Ahmaud Arbery’s Murderers Sentenced To Life, 35 Years On Hate Crimes Charges

A judge sentenced a white father and son to life in prison and their neighbor to 35 years on Monday for a federal hate crime in the 2020 murder of Ahmaud Arbery, a Black man shot after jogging in a suburban Georgia neighborhood.

Travis McMichael, a 36-year-old former U.S. Coast Guard mechanic, his father Gregory McMichael, a 66-year-old former Glynn County police officer who later worked for the local prosecutor's office, and William "Roddie" Bryan, a 52-year-old mechanic, were sentenced in the coastal city of Brunswick.
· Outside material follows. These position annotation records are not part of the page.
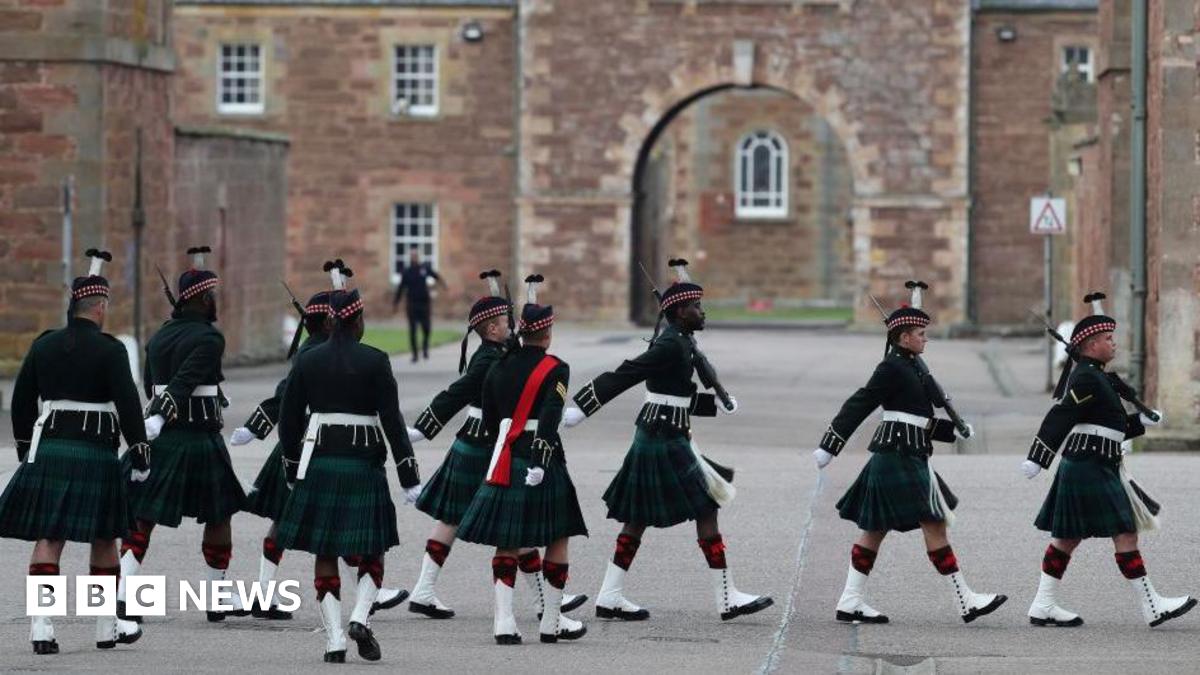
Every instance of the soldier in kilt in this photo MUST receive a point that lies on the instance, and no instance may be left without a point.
(193, 473)
(270, 491)
(898, 490)
(664, 481)
(69, 483)
(527, 499)
(1092, 494)
(339, 414)
(450, 489)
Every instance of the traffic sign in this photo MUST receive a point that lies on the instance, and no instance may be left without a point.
(1048, 215)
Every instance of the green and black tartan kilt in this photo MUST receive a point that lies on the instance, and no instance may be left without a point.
(73, 491)
(1086, 500)
(521, 517)
(659, 484)
(894, 493)
(190, 476)
(454, 484)
(341, 507)
(270, 490)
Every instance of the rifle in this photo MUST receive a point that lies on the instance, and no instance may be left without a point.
(1122, 388)
(166, 287)
(705, 370)
(943, 399)
(295, 336)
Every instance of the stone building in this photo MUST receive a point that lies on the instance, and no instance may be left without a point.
(87, 111)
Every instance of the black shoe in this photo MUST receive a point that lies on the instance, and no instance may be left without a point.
(400, 597)
(574, 604)
(121, 614)
(273, 613)
(622, 615)
(759, 604)
(859, 617)
(1186, 608)
(984, 610)
(430, 610)
(369, 647)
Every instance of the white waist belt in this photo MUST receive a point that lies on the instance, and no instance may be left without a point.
(51, 407)
(1097, 430)
(905, 418)
(669, 400)
(202, 390)
(318, 419)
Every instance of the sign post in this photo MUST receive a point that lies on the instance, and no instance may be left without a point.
(1048, 217)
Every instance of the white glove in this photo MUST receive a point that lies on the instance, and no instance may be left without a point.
(822, 458)
(1030, 469)
(727, 411)
(573, 417)
(413, 494)
(154, 426)
(241, 436)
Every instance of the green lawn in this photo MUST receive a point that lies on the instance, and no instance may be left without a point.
(780, 314)
(395, 340)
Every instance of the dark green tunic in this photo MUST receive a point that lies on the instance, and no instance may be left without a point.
(895, 489)
(342, 506)
(73, 490)
(191, 471)
(660, 482)
(1086, 497)
(521, 515)
(450, 489)
(270, 490)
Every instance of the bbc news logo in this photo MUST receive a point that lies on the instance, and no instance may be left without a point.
(147, 595)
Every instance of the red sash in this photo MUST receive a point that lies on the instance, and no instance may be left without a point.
(503, 469)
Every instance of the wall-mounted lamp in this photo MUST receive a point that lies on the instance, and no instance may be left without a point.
(472, 31)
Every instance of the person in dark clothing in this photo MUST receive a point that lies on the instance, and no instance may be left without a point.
(415, 280)
(69, 483)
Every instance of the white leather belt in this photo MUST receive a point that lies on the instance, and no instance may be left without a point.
(905, 418)
(318, 419)
(1097, 430)
(51, 407)
(669, 400)
(202, 390)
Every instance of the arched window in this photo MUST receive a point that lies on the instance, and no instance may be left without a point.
(762, 175)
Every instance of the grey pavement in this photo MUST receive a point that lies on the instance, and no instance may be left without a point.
(784, 538)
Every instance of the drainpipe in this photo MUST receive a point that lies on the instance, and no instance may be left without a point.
(1138, 201)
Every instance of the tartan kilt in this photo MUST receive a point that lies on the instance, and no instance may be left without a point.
(522, 517)
(270, 490)
(659, 484)
(454, 484)
(190, 476)
(894, 493)
(341, 507)
(1086, 500)
(72, 491)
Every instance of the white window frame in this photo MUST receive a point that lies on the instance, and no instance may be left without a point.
(425, 108)
(779, 175)
(240, 108)
(1087, 69)
(402, 243)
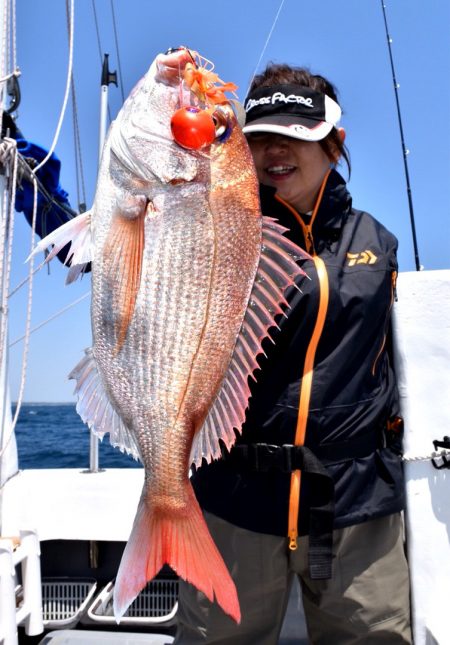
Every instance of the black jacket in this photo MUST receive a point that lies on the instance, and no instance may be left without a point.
(353, 393)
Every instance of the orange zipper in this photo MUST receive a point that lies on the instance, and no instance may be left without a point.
(393, 285)
(308, 370)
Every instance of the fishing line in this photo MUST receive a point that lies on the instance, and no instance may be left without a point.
(66, 94)
(404, 148)
(52, 317)
(117, 51)
(265, 44)
(98, 31)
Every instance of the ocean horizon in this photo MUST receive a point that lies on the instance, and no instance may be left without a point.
(52, 435)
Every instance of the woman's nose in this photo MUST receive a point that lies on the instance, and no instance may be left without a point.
(276, 142)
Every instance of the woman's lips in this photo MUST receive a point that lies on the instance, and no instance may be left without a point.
(280, 172)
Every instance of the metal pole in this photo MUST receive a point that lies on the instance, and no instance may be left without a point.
(8, 447)
(404, 149)
(106, 79)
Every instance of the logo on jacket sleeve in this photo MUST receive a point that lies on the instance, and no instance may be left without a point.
(364, 257)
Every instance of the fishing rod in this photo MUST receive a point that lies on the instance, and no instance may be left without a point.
(404, 148)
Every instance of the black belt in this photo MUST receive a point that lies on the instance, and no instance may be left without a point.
(262, 457)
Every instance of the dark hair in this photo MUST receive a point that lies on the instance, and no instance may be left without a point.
(280, 74)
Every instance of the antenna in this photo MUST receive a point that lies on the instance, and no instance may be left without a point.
(405, 150)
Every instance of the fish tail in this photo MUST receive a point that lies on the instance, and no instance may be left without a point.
(184, 543)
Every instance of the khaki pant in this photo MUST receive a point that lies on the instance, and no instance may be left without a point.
(365, 602)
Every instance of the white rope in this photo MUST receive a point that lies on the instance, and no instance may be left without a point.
(7, 229)
(52, 317)
(27, 325)
(14, 35)
(265, 44)
(7, 238)
(66, 95)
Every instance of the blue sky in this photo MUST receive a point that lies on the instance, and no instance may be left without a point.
(343, 40)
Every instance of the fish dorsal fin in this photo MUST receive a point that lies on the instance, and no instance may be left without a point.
(277, 270)
(95, 409)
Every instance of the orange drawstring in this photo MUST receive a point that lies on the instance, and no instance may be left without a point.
(305, 390)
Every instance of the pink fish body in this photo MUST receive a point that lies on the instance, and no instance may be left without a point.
(187, 278)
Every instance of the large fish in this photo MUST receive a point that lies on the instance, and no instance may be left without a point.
(187, 278)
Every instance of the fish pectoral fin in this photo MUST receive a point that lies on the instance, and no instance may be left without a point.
(181, 540)
(95, 408)
(122, 257)
(77, 233)
(276, 272)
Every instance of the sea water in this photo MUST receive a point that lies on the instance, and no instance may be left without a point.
(52, 435)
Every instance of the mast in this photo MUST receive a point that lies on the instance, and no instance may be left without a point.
(107, 78)
(8, 448)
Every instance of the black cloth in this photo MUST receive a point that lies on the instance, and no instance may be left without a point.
(353, 393)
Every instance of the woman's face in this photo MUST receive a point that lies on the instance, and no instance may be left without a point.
(295, 168)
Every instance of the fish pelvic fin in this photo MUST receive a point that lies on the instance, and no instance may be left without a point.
(77, 233)
(181, 540)
(122, 255)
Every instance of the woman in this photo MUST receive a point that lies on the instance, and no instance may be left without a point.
(314, 486)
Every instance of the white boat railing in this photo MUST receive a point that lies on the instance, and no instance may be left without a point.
(29, 609)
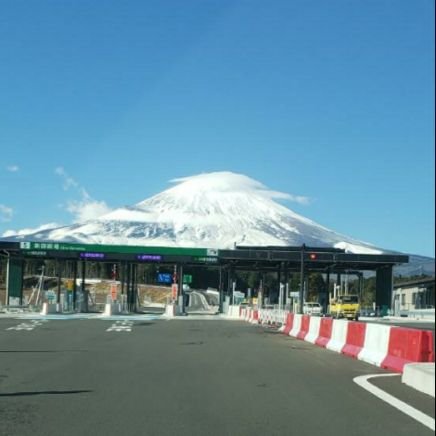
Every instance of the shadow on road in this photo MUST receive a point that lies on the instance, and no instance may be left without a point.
(43, 351)
(23, 394)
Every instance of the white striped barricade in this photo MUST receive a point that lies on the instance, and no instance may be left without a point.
(296, 326)
(314, 328)
(376, 344)
(339, 335)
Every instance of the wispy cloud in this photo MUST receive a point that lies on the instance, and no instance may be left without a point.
(6, 213)
(69, 182)
(86, 208)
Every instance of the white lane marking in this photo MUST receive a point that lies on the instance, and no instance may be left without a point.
(121, 326)
(416, 414)
(28, 326)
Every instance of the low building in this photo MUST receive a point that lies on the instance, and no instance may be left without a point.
(414, 294)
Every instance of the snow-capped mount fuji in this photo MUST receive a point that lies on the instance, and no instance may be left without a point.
(212, 210)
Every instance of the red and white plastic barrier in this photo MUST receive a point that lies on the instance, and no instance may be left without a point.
(380, 345)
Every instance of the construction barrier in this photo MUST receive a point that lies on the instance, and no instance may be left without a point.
(339, 335)
(287, 326)
(304, 329)
(380, 345)
(325, 332)
(314, 326)
(406, 346)
(355, 339)
(375, 347)
(296, 325)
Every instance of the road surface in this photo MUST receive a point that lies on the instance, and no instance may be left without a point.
(186, 377)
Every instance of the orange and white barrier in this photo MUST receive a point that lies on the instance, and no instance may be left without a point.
(380, 345)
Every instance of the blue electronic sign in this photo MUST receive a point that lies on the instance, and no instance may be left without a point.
(164, 278)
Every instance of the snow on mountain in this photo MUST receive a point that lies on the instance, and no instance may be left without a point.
(213, 210)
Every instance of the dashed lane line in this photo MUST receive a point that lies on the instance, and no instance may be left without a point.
(121, 326)
(416, 414)
(27, 326)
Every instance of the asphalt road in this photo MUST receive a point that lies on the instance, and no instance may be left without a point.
(186, 377)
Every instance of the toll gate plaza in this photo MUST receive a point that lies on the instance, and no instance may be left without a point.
(283, 261)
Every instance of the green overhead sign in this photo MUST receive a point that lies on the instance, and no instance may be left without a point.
(199, 253)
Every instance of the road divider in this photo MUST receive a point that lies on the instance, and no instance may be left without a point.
(381, 345)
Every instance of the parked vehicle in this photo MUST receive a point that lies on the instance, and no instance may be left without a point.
(345, 306)
(312, 309)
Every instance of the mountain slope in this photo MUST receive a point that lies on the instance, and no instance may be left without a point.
(216, 210)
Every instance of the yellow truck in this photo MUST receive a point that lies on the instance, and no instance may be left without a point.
(345, 306)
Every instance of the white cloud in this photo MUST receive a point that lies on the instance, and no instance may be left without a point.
(226, 181)
(87, 208)
(69, 182)
(5, 213)
(29, 231)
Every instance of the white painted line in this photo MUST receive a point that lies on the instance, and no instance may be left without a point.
(26, 326)
(121, 326)
(416, 414)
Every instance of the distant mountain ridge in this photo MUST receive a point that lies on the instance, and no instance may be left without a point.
(213, 210)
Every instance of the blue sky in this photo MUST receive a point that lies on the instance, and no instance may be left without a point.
(102, 103)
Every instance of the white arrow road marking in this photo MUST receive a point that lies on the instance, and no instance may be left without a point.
(27, 325)
(121, 326)
(416, 414)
The three already are serving life sentences after being convicted of murder in a state trial last November, with only Bryan given the possibility of parole. All three then were convicted in February of federal charges of violating Arbery's civil rights by attacking him because of his race and of attempted kidnapping, with the McMichaels also found guilty of a firearms charge.

They were sentenced on the federal charges in separate hearings on Monday by U.S. District Judge Lisa Godbey Wood. In handing down the younger McMichael's sentence first, Wood said widely seen cellphone video of him shooting Arbery, 25, at close range with a shotgun was seared into her memory.